My rational mind knew I should ask more questions, demand details, and insist on proceeding cautiously. The part of me that had been choking on guilt for eighteen months was already nodding.

"I have files," Rowan continued, finishing his coffee in one swallow. "Evidence. Photos. Things that will help you understand what really happened to Iris."

He stood, reaching for his jacket. "My apartment has better privacy."

My brain short-circuited. He might as well have said, "Taylor Swift's house is right this way."

I should have hesitated. Should have insisted on public spaces and professional boundaries.

But Rowan Ashcroft—the Rowan Ashcroft—was inviting me into his private space. The voice that kept me company through my dark nights wanted to show me something. The impossibility of it made my head spin.

He waited, patient but not pushing. He understood this was a choice that mattered, and once I crossed this line, there'd be no pretending our connection was only professional.

I was about to enter the private world of a man I'd fantasized about for months, armed with evidence about a lost client.

"This isn't—" I started, then stopped. "I'm not sure this is appropriate."

"Appropriate for what?" His gray-green eyes held mine steadily. "For a therapist who's been carrying guilt that isn't his? If you come, we treat this like an off-the-record consult. You can walk at any point."

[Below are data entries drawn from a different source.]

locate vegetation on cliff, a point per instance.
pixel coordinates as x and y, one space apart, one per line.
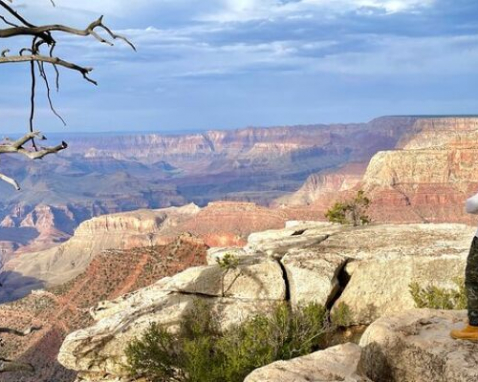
353 211
433 297
201 352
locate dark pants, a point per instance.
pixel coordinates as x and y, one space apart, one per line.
471 282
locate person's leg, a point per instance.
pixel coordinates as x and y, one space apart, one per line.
470 332
471 283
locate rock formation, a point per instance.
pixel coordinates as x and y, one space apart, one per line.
426 177
221 223
305 262
339 363
63 309
416 346
104 174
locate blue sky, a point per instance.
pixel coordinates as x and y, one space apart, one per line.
216 64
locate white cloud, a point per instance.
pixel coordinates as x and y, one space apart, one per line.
246 10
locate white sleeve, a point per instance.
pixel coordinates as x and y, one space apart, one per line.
472 205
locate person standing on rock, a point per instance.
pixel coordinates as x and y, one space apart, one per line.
470 332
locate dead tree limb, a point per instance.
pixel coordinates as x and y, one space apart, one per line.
39 54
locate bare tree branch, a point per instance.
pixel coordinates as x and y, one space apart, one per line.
17 147
51 60
41 30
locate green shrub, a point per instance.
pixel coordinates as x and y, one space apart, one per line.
342 315
439 298
352 212
200 352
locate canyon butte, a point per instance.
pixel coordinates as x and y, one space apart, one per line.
417 172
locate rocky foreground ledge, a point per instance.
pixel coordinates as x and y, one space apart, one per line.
369 269
414 346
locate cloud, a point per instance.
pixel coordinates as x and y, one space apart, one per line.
226 63
247 10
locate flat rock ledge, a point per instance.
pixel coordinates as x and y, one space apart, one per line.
369 269
416 346
339 363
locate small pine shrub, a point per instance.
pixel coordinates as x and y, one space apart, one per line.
439 298
342 316
353 211
200 352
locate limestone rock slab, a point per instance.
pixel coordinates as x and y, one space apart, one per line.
380 287
338 363
416 346
312 275
262 281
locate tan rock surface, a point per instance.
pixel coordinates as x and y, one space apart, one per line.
380 287
312 275
276 243
338 363
416 346
100 348
262 281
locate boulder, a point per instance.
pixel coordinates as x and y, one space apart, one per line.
100 348
276 243
416 346
215 254
339 363
380 287
261 281
312 275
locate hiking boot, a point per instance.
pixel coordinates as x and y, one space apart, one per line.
469 333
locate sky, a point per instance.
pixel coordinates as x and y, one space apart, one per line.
221 64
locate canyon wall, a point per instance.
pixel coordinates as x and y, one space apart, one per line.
103 174
430 175
426 178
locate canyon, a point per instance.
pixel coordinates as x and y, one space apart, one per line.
106 249
103 173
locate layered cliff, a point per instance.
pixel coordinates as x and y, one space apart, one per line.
303 263
430 175
58 311
426 177
218 224
104 174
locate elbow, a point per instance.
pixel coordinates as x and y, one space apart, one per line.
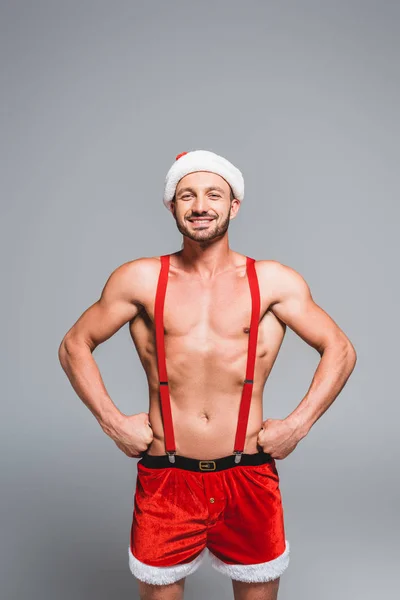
349 354
67 349
63 351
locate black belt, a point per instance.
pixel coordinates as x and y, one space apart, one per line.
193 464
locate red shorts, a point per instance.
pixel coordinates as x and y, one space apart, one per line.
235 513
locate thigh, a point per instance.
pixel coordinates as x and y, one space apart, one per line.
250 528
172 591
256 591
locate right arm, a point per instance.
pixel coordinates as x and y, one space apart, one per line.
119 303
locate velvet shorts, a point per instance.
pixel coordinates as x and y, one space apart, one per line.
235 514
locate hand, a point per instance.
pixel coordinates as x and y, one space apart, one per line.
133 434
278 438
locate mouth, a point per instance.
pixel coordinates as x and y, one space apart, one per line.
201 220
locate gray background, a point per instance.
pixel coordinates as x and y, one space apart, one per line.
97 99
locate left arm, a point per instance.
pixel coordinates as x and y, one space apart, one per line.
294 305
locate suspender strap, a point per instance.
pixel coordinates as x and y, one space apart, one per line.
161 362
251 359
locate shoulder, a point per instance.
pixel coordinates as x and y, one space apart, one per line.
136 278
281 279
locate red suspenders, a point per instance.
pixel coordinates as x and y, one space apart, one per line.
162 368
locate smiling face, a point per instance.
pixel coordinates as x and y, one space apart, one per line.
203 206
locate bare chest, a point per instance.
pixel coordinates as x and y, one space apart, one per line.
205 310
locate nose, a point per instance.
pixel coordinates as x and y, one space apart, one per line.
200 204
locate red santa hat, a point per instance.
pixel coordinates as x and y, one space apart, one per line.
202 160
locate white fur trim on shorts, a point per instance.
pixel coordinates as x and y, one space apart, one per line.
163 575
253 573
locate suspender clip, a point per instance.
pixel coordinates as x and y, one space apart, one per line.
238 456
171 455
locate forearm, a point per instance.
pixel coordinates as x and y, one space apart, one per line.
334 369
83 373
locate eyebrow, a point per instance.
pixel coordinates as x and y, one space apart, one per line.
211 187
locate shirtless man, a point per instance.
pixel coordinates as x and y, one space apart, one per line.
207 323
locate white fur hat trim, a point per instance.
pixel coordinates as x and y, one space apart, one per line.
202 160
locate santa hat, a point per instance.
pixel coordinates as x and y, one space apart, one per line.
202 160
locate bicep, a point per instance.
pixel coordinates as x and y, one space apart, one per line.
296 307
116 307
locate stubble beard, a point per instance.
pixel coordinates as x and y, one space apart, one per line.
204 235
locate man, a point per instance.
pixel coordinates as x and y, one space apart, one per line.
208 324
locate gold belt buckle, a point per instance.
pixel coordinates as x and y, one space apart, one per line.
207 465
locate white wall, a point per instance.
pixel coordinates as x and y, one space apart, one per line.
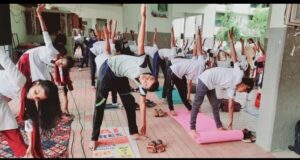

The coffee shop hummed around us. I could walk away. Go back to my office and my carefully controlled world where other people's trauma stayed contained within fifty-minute sessions. Or I could follow him.

"Lead the way," I said, my voice steadier than I felt.

The October air outside Harbor & Slate carried the promise of rain, sharp and clean against my skin. "It's close," he said when I glanced at him questioningly. "My loft's just a few blocks from here."

I nodded, shoving my hands deeper into my jacket pockets. "I don't get over here much. Feels different from my block."

"Quieter," Rowan said as we waited at the crosswalk. He tapped the button twice, then gave me the faintest grin, like he knew he was being ridiculous but couldn't help himself. "Old habit. Always want to be sure the light heard me."

We slid off the Pike/Pine bustle into a quieter pocket—the low hum of I-5 a block away.

As we walked, I found myself studying him peripherally. His movements stayed tight, trained not to waste motion. Those gray-green eyes constantly scanned our surroundings without appearing paranoid. Everything about him suggested someone accustomed to looking over his shoulder, working in shadows, and dealing with information that could be dangerous in the wrong hands.

"What you said back there, about Iris being their victim. How long have you been tracking this?"

"Three years." His voice was matter-of-fact, but I caught the undercurrent of something darker. "Since I left the Bureau."

"FBI?"

"Behavioral Analysis Unit. Seven years." We passed a mural sprawling across the side of a vintage clothing store—geometric patterns in blues and greens that seemed to shift as we walked. "There was a case. Similar circumstances. I couldn't prove what I knew was happening."

The weight in his voice suggested more than professional frustration. I recognized the tone—I'd heard it in my own voice when I talked about Iris. The particular burden of failing someone you'd tried to protect.

"So you started the podcast."

"Information wants to be free. Sometimes you have to create your own channels." He looked at me. "Sometimes the only way to get justice is to make enough noise that ignoring you becomes impossible."

"How many?" I asked. "How many victims are we talking about?"